Although, in Rhode Island, arson is always the first assumption.

 

 

Partner told me around 10:00 pm to look at the live radar feed on Accuweather.com: you could actually see the smoke cloud around Woonsocket.

 

 

And then I realized I’d seen something strange earlier that evening, when I was coming home from the health club: a huge cloud, like a cumulonimbus, hanging in the northern sky. I’d though this was strange, as no storms were predicted for that day or the next.

 

 

The smell of the fire was really nauseating here, so many miles away. Can you imagine what it was like in Woonsocket, close by? (The WPRI newsman on the scene, Walt Buteau, was many blocks away from the fire, but said he could still feel the heat. Regard the above picture. I believe him.)

 

 

This kind of thing has happened many times in Rhode Island. When a building is inconvenient, it burns down. There used to be a huge department store in downtown Providence; it went out of business; whammo! it burned down.

 

 

I came back from the Peace Corps in 1987. Friends were showing me around town, to show me what I’d missed in three and a half years.

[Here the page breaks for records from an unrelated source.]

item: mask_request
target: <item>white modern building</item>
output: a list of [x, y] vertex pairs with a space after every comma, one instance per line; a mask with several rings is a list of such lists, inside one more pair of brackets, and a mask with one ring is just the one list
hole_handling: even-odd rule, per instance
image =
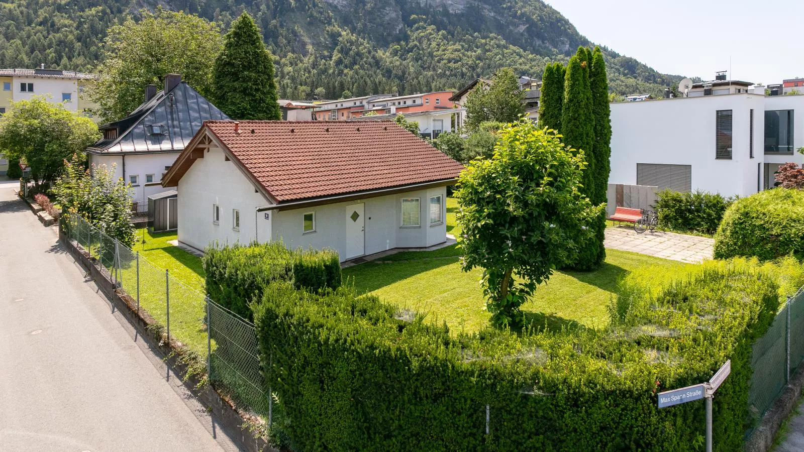
[[804, 96], [698, 84], [689, 97], [611, 104], [609, 183], [746, 196], [773, 187], [780, 164], [804, 162]]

As we turned down Congdon Street, I saw smoke rising from the old train station. “Ah,” I said. “Nothing has changed.”

 

 

I’m not pointin’ my finger at anybody.

 

 

I’m not sayin’ that people in Rhode Island set fires for the insurance money, and to clear property.

 

 

I’m just sayin’.

 

 

(Postscript: the Valley Breeze later reported that the fire was started by a spark from a welder’s torch. Of course! What else could it have been?)